Download from GiHub: https://github.com/geojames/imageResolution
The script has a few limitations...
- It's only for nadir (downward-facing) imagery. Once you get away from nadir (low or high oblique) pixel resolutions change with the depth of field (i.e. the pixels close to the camera have a higher spatial resolution than the pixels far away). That being said, this script can be used to get a ballpark estimate for low-oblique imagery.
- It only works for standard cameras, and will not work for super wide angle lens (e.g. GoPros or the wide angle lenses on the early DJI Phantom platforms). As a rule-of-thumb, the horizontal field of view for your camera should be 70 degrees or less.

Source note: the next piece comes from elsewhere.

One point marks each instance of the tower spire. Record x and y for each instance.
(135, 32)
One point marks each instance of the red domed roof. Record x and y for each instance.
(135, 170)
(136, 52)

- Obligatory disclaimer...The calculations are basic trigonometric functions that do not take into account other variables like lens distortion. Given the wide range of potential cameras the calculated values should be treated as estimates and not as absolute truth.
- The number of pixels on the sensor in the X (horizontal) and Y (vertical) directions, which you can get from the properties of an image taken with your camera.
- The horizontal and vertical fields of view (FOV angles) for your camera. These are usually in the manufacturer's specifications for the camera/lens. If you're unsure, scour the web the answer is out there. If you only have the diagonal FOV you can do some right-angle trig with the aspect ratio of the sensor to estimate the horz. and vert. FOV values.
Run this script from the command line or an editor. Enter the values for each prompt. The calculations in this script are unit independent, but all linear distance values (e.g. resolutions or flying heights) need to be in the same units (feet, meters, whatever you like...).